An interesting aspect of respect has been at the forefront of recent discussions in Saint Lucia. It hides behind free speech and democracy and insults and disrespects the intelligence of the average citizen. In a democracy, respect ought not to come from force and not only from formal education. Instead, respect comes from socialization which begins at home. Later, respect becomes an intrinsic part of the personality and it is earned especially after it is first demonstrated. Therefore, to earn it, one must first be prepared to show it.
This raises the question, whether a leader who has proved incapable of speaking truth and deliberately conceals factual information has any respect for his constituents.
Lying and disrespect takes me to another aspect of public life which has been in the news lately. When there is evidence that a public figure does not speak truth to his listeners, should we depend on journalists to bring the truth to light? If not, who should shine a light on the darkness of disrespect?
We seem powerless as a people to do anything about the rotten party hacks that masquerade as journalists in this society.

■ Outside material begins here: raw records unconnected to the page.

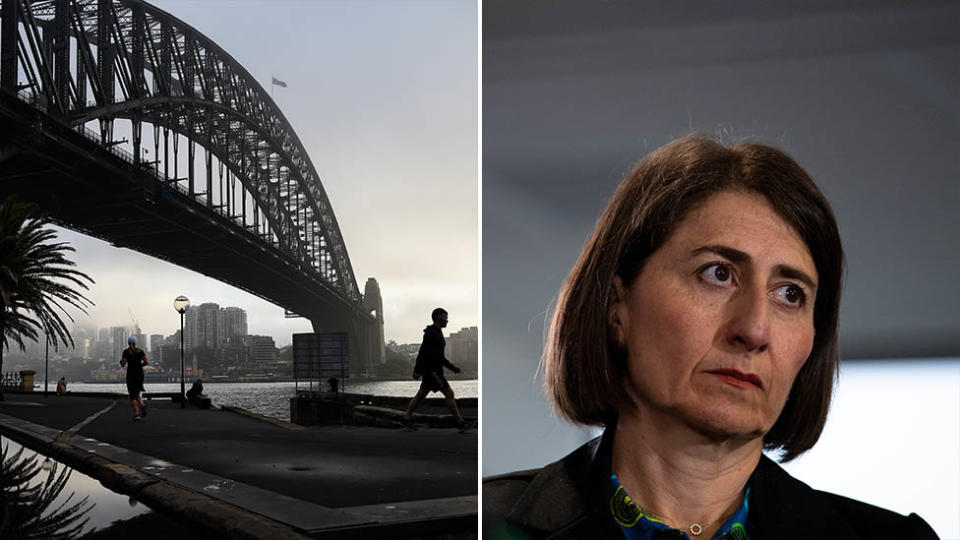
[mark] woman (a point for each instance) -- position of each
(134, 359)
(699, 327)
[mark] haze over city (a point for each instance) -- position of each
(386, 107)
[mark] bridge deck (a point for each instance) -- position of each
(317, 480)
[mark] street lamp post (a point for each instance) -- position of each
(181, 303)
(46, 364)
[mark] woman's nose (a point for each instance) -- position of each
(748, 327)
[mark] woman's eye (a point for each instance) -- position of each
(716, 273)
(791, 295)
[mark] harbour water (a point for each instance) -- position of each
(273, 398)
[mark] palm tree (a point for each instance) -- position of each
(35, 277)
(31, 509)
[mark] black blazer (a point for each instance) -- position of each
(569, 499)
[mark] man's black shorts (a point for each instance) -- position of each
(134, 388)
(434, 382)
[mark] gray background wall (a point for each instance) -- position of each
(865, 95)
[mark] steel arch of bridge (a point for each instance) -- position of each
(84, 61)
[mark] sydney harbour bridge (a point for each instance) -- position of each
(125, 123)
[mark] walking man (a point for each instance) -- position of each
(134, 359)
(429, 369)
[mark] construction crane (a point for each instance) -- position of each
(136, 323)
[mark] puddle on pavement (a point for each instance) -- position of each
(108, 514)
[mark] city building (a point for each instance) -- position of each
(234, 325)
(462, 349)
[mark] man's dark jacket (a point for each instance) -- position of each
(430, 359)
(570, 499)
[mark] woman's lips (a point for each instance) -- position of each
(737, 378)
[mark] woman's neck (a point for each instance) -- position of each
(679, 476)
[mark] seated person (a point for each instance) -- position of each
(195, 395)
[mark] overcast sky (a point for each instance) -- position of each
(383, 95)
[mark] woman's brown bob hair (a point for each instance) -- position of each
(585, 369)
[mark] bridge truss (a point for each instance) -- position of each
(90, 64)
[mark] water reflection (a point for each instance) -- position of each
(106, 514)
(31, 489)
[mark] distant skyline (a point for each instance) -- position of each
(383, 96)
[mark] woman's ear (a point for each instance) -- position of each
(618, 316)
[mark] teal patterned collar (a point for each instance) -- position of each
(639, 526)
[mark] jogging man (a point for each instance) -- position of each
(429, 369)
(134, 359)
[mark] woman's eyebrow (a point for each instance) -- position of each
(727, 252)
(737, 256)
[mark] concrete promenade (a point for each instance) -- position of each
(238, 476)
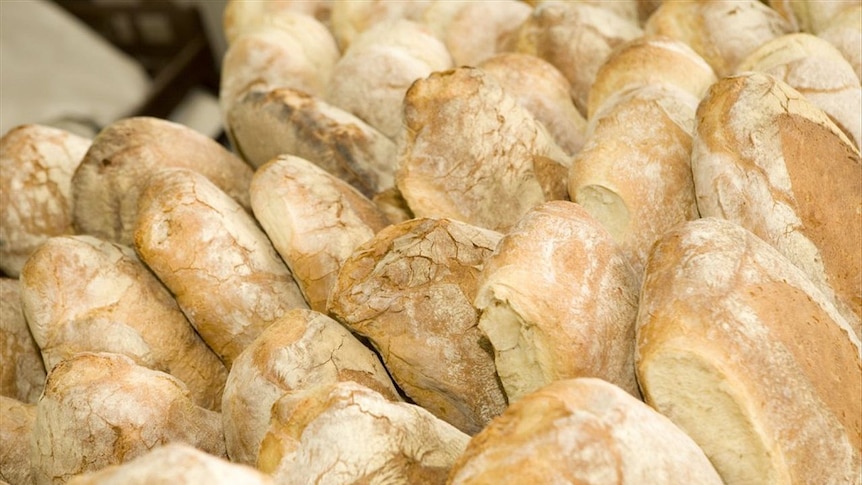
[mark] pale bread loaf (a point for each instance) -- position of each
(300, 350)
(558, 299)
(214, 258)
(410, 291)
(766, 158)
(743, 352)
(35, 189)
(82, 294)
(582, 430)
(314, 220)
(108, 182)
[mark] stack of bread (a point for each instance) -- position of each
(454, 242)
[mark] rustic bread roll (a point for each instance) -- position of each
(756, 366)
(474, 31)
(582, 430)
(293, 50)
(634, 173)
(723, 32)
(300, 350)
(240, 16)
(16, 425)
(82, 294)
(409, 290)
(285, 121)
(819, 72)
(312, 439)
(102, 409)
(314, 220)
(174, 463)
(215, 259)
(108, 182)
(373, 75)
(576, 38)
(35, 189)
(22, 372)
(497, 161)
(650, 60)
(766, 158)
(844, 31)
(557, 299)
(543, 90)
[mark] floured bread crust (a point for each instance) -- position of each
(265, 125)
(634, 173)
(108, 182)
(558, 300)
(497, 161)
(314, 220)
(82, 294)
(409, 290)
(766, 158)
(102, 409)
(582, 430)
(175, 462)
(743, 352)
(300, 350)
(22, 372)
(214, 258)
(348, 433)
(35, 189)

Why should professional journalism fall into the hands of hacks who are reckless with the facts? Why should people who twist facts to suit their narrow political inclinations be allowed in the media? And why should media owners who depend on governments for licenses allow their businesses to be tainted by political hacks that put party before country?
There are no easy answers to solving the national disgrace of politicians, medical doctors and journalists who openly disrespect the average citizen. The disrespect which is being heaped upon the people of Saint Lucia by those above, says more about where these ‘qualified’ jokers are from than anything else. The genesis of their disrespect can be found in the homes where they were raised.
Mark my word, wild and unscientific flashes of fancy, lies and disrespect from politicians and their hacks, whether they are journalists or medical doctors, will not contribute to the social and economic development of Saint Lucia. Supporting the opposition may gain such liars a kind of vicarious pleasure, but for how long? And if their disrespect persists, should the people take matters into their own hands by uniting themselves under a national Forum-like banner with militancy, to repel those who would destabilize the economy and disrespect them? Why are these ‘qualified’, disrespectful liars trying to frustrate the efforts of a government that is working so hard for the country in a way the SLP did not, after fifteen years in office?
Whose fault is it that the people were shown so little respect by the SLP that the people voted them out of office in 2016? Is the SLP opposition trying to return to office by forcing its will on the people? Who will teach the opposition and its anti-social friends to respect the wishes of the electorate? That’s a tough question to answer because if the opposition is to respect us, they must first learn to respect themselves. And that’s the problem: a lack of respect for self.
Finally, the emergence of the people of Saint Lucia from the darkness of the SLP and their self-serving friends into light, no thanks to the present political doctors that are now doing their utmost to frustrate the UWP government, is one reason we the people must fight these imposters with everything we’ve got. These jokers show us no respect. We must remind them that our freedom and our independence are founded on respect, and we will not let them disrespect us!
The recently deceased universal singing superstar Aretha Franklin, it turns out, did much during her illustrious career to enhance the image of people of colour everywhere. Her big hit, Respect, said it all!